Union Gallery

Image of the Gallery

MAin Space

HOME•[made]
Irina Skvortsova, Aimee Sawyers, Karine Thibault
February 11 - March 7, 2006
Reception: March 4, 2006 6-8p

Karine Thibault
Karine Thibault, Untitled, oil on canvas, 2005

Karine Thibault

My work focuses on humanity. In these paintings I explore the notion of “home” as being a feeling; a place defined through human connections and interactions, and not defined by architectural boundaries. My imagery is both drawn from my own experiences, my own memories, and from an abundance of images found around me. I work with both types of images in the same way, treating them all as my own, and therefore appropriating them.
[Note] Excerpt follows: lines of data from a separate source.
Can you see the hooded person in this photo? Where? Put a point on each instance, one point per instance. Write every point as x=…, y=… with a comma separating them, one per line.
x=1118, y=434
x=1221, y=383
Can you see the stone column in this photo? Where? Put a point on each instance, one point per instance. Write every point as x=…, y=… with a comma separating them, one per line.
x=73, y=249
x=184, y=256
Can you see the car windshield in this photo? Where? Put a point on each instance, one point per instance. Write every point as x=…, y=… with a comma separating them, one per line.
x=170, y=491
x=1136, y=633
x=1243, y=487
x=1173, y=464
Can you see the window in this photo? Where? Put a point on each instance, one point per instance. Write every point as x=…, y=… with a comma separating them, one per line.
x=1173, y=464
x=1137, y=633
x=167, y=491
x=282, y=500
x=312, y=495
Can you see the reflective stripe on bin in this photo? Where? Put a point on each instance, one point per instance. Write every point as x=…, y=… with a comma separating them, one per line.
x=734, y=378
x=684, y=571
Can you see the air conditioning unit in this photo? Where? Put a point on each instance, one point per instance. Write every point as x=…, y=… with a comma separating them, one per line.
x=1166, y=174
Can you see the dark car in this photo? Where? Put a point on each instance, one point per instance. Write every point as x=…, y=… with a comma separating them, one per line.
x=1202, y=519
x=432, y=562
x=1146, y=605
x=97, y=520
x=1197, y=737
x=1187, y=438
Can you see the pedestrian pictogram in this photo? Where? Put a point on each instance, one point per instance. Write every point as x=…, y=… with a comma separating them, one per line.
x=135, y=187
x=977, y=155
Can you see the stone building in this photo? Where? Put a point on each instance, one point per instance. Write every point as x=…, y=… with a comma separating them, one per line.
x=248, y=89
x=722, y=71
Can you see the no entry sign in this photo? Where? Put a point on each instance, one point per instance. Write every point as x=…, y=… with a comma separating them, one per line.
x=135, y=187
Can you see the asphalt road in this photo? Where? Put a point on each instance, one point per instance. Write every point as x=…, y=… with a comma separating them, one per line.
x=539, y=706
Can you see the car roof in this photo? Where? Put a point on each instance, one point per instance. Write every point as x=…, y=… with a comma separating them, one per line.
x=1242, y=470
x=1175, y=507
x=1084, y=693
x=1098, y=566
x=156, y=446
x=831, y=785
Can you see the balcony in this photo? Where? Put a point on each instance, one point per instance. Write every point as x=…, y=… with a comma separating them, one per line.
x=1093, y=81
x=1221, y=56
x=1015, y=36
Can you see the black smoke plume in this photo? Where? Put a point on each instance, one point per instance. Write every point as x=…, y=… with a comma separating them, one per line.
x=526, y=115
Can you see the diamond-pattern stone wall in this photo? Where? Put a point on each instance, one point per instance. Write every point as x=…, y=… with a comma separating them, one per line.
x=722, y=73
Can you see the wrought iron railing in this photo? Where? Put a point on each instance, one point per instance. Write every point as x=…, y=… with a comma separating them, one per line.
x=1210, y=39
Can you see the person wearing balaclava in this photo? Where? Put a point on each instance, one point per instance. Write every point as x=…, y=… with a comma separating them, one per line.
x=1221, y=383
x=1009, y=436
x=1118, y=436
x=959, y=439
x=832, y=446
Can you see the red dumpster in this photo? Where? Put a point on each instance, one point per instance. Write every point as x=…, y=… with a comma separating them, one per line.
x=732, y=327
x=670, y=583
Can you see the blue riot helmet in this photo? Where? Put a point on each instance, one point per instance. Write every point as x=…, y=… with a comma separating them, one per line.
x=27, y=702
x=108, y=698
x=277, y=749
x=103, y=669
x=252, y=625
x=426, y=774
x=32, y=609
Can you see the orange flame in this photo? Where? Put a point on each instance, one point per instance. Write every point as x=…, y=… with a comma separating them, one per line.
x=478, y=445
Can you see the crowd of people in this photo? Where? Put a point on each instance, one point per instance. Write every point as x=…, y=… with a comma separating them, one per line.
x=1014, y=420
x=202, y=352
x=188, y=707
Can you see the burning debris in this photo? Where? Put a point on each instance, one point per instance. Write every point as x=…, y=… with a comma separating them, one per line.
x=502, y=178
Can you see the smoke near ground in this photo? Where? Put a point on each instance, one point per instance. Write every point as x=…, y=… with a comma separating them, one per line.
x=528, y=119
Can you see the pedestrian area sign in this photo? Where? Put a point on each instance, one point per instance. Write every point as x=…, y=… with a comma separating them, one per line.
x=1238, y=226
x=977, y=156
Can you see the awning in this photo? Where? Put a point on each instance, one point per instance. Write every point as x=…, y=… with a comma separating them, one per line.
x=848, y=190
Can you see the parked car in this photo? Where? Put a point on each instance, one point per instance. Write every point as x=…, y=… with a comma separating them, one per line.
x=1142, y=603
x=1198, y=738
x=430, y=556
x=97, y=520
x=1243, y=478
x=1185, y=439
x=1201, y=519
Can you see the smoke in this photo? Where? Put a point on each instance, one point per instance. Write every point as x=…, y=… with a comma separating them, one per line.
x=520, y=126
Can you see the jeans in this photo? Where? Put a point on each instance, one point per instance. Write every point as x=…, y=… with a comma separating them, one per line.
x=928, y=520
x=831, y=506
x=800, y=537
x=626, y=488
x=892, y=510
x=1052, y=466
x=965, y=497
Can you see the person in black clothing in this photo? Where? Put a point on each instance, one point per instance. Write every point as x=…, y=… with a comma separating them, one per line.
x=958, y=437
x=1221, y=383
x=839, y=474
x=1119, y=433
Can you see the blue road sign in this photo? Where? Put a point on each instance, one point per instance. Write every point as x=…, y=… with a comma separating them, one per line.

The works speak of places I’ve been, both physically and emotionally, and of places where I wish to go. These paintings represent an ongoing search for a place to call home; they tell a story.

Aimee Sawyers
Aimee Sawyers,
Perspective of Home, woodcut, 2005

Aimee Sawyers

The idea of ‘home’ is an interesting concept. Some of us define ‘home’ as a happy space, a place of comfort, while some may feel trapped by it and the social structures that support it. Others feel that home is a more transient concept and whether by choice or not, simply make their home where ever life takes them, or embark on a quest of sorts to discover somewhere to feel ‘at home.’ Many do not view home as a place or space at all, but instead define it as something within oneself or by the people around them. Regardless of how we identify ‘home,’ I find it remarkable that each of us are connected to this seemingly simple concept in some manner, yet each of us in an individual and personal way; rendering ‘home,’ a much more complex concept. As someone who has flip-flopped between the home that she has known all her life, and her homes as a student, and some who is about to face a new segment in her life as the conclusion of her undergraduate degree fast-approaches, it is these endless descriptions of ‘home’ that I explore in my current work. Using primarily Silk-screen Printmaking as my medium, I attempt to uncover my own explanation for ‘home.’ I do so by comparing and contrasting stereotypical and personal notions of home and domesticity, community, personal identity and ‘home’ as a gendered environment.

Irina Skvortsova
Irina Skvortsova, you wonder if you can trust me, lithograph, 2005

Irina Skvortsova
My work in this exhibition, Home[made], tries to depict ‘home’ as a state of mind more than an actual physical place. I focus on the potential negative aspects of home where one feels disconnected and isolated from others and self as a result of an emotional homelessness. The work is underpinned by the writings of Edward Said, where the author addresses certain psychological effects of immigration such as one’s sense of worldliness coupled with a sense of loss of a secular ‘home’. I am personally very interested in social-psychology and philosophy of religion. The inspiration for this work comes from looking at modernity as the Age of Anxiety. The solution to this anxiety is yet to follow in my future works.